La storia di una figura del Seicento che, come molte altre, si perde nell’oblio della memoria storica: Antonia, di una bellezza fuori dal comune e d’indole ribelle, viene accusata di stregoneria per aver circuito gli uomini di Zardino.
La chimera è un romanzo storico che ruota intorno ad una caccia alla strega: non servono prove, basta un sospetto a mandare al rogo una concupiscente fanciulla, perché si sa che la donna in queste cose un po’ di colpa ce l’ha sempre: la bellezza non è mai senza peccato.
La storia di Antonia e del conseguente processo alla strega diventa per Vassalli un pretesto per trattare tutta una serie di condizioni dell’epoca, dalla situazione dei camminatori ai banditi che saccheggiavano i paesini, dalle angherie dei ricchi a discapito della gente incolta al contorno di credenze popolari e superstizioni.
Un quadro di uno dei tanti borghi dei Seicento, con il mercato in piazza, le lavandaie sul ciglio del fiume, i risaioli che lavorano nei campi, il prete (un po’ ciarlatano), e le immense distese tra brughiere e paludi.
Ma è sulla questione della Chiesa che Vassalli non lesina argomentazioni (e qualche giudizio): la Controriforma, l’Inquisizione, la corruzione dilagante, la questione delle offerte, il bigottismo, il fanatismo religioso.
Insomma, a volte di Antonia si perdono le tracce per pagine e pagine, e non sarei onesta se dicessi che non se ne sente la mancanza.

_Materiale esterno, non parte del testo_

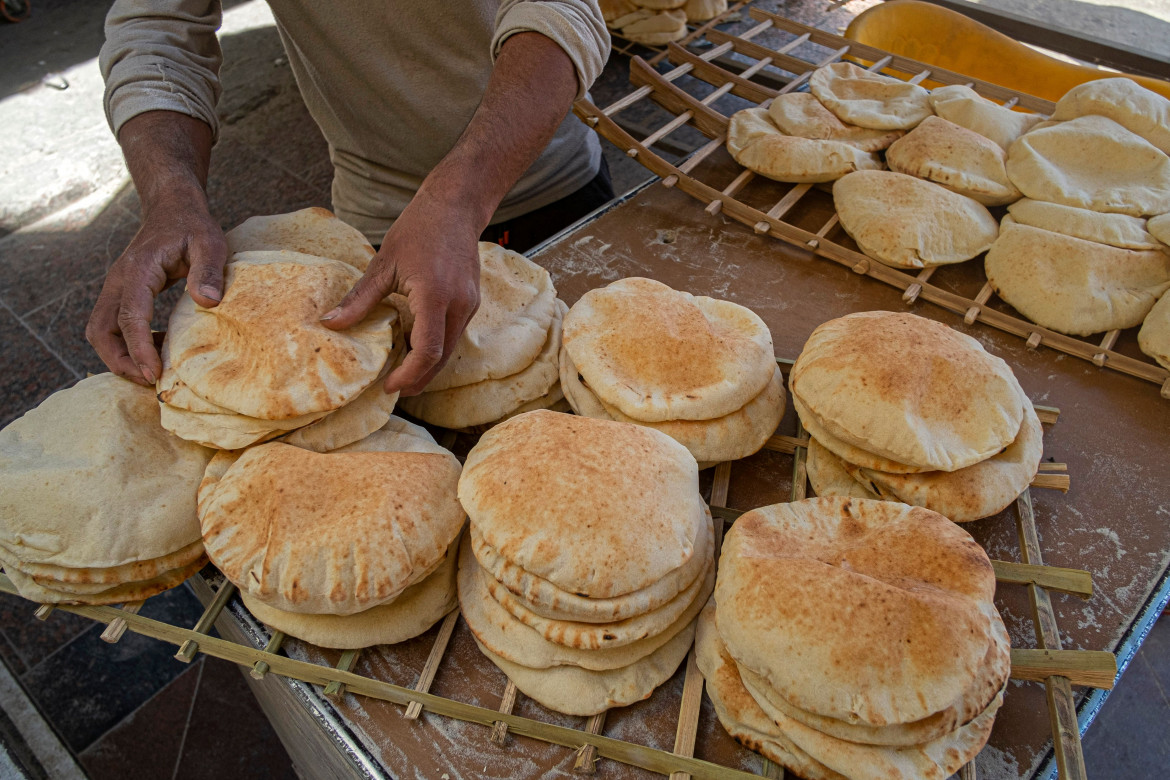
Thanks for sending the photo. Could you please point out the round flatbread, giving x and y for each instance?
(1072, 285)
(869, 99)
(660, 354)
(89, 480)
(907, 222)
(263, 351)
(791, 580)
(758, 145)
(530, 487)
(907, 388)
(1092, 163)
(957, 158)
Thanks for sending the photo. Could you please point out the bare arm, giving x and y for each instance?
(167, 154)
(431, 252)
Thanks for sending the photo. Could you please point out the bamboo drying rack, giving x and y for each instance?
(786, 63)
(1058, 669)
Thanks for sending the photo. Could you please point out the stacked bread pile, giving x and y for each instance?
(589, 556)
(854, 639)
(656, 22)
(97, 502)
(1079, 256)
(904, 408)
(262, 364)
(344, 549)
(700, 370)
(506, 360)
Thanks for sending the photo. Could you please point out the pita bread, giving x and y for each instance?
(828, 477)
(1160, 228)
(496, 630)
(758, 145)
(263, 352)
(493, 399)
(517, 305)
(740, 713)
(311, 230)
(907, 388)
(1138, 110)
(993, 676)
(802, 115)
(303, 531)
(599, 636)
(543, 598)
(1113, 229)
(573, 690)
(907, 222)
(122, 593)
(660, 354)
(968, 109)
(791, 577)
(1154, 338)
(414, 612)
(970, 494)
(956, 158)
(530, 482)
(869, 99)
(729, 437)
(90, 480)
(1092, 163)
(1072, 285)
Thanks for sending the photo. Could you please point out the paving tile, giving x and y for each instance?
(229, 737)
(149, 741)
(31, 372)
(89, 687)
(34, 640)
(42, 262)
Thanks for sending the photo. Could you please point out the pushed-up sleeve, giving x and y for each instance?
(162, 55)
(576, 26)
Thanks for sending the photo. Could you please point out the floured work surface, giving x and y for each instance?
(1113, 434)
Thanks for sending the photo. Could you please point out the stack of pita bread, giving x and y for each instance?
(345, 549)
(1079, 256)
(506, 360)
(261, 364)
(97, 502)
(700, 370)
(854, 639)
(904, 408)
(589, 557)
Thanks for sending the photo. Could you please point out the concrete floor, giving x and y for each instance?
(67, 209)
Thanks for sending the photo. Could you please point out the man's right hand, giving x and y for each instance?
(177, 240)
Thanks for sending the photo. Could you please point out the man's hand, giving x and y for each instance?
(174, 242)
(434, 261)
(167, 154)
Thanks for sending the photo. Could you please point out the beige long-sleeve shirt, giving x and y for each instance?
(392, 84)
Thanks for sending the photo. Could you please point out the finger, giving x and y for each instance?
(135, 312)
(357, 303)
(427, 351)
(206, 255)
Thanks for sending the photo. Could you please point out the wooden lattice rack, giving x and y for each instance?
(793, 63)
(1058, 669)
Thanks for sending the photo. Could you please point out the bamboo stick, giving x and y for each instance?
(585, 763)
(427, 676)
(260, 669)
(191, 647)
(116, 628)
(348, 661)
(500, 727)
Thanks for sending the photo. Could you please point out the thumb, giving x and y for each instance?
(206, 256)
(357, 303)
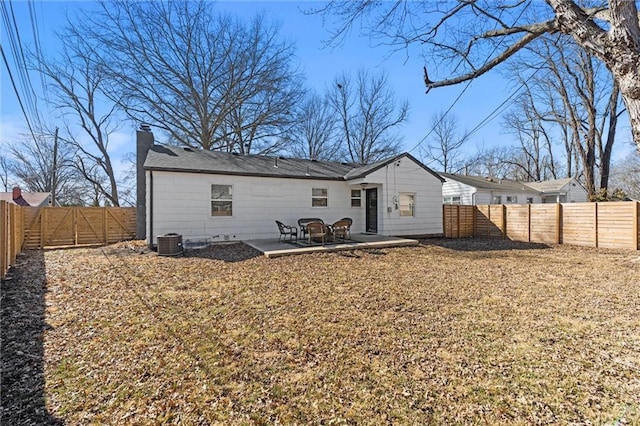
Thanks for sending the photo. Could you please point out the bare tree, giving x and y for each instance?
(445, 148)
(466, 39)
(369, 116)
(626, 175)
(44, 165)
(573, 95)
(5, 167)
(492, 162)
(208, 80)
(314, 134)
(77, 92)
(534, 160)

Alcune divagazioni sono molto interessanti e, come ho detto, danno un’idea precisa dell’Italia dell’epoca, altre invece procedono con più lentezza e sono meno coinvolgenti.
Il presente è rumore: milioni, miliardi di voci che gridano, tutte insieme in tutte le lingue e cercando di sopraffarsi l’una con l’altra, la parola “io”. Io, io, io… Per cercare le chiavi del presente, e per capirlo, bisogna uscire dal rumore: andare in fondo alla notte, o in fondo al nulla; magari laggiù, un po’ a sinistra e un po’ oltre il secondo cavalcavia, sotto il “macigno bianco” che oggi non si vede. Nel villaggio fantasma di Zardino, nella storia di Antonia. E così ho fatto.
Per Vassalli la storia non è solo un insieme di eventi conclusi e fini a se stessi, ma un punto di partenza da rivedere alla luce dei fatti presenti dove le donne non vengono bruciate nelle piazze ma vengono uccise in molti altri modi, e dove si è dovuta inventare la parola “femminicidio”. E non a caso, quale narratore esterno, non perde occasione per commentare apertamente, confrontare, ironizzare sulla grossolanità e sulla grottesca situazione di allora.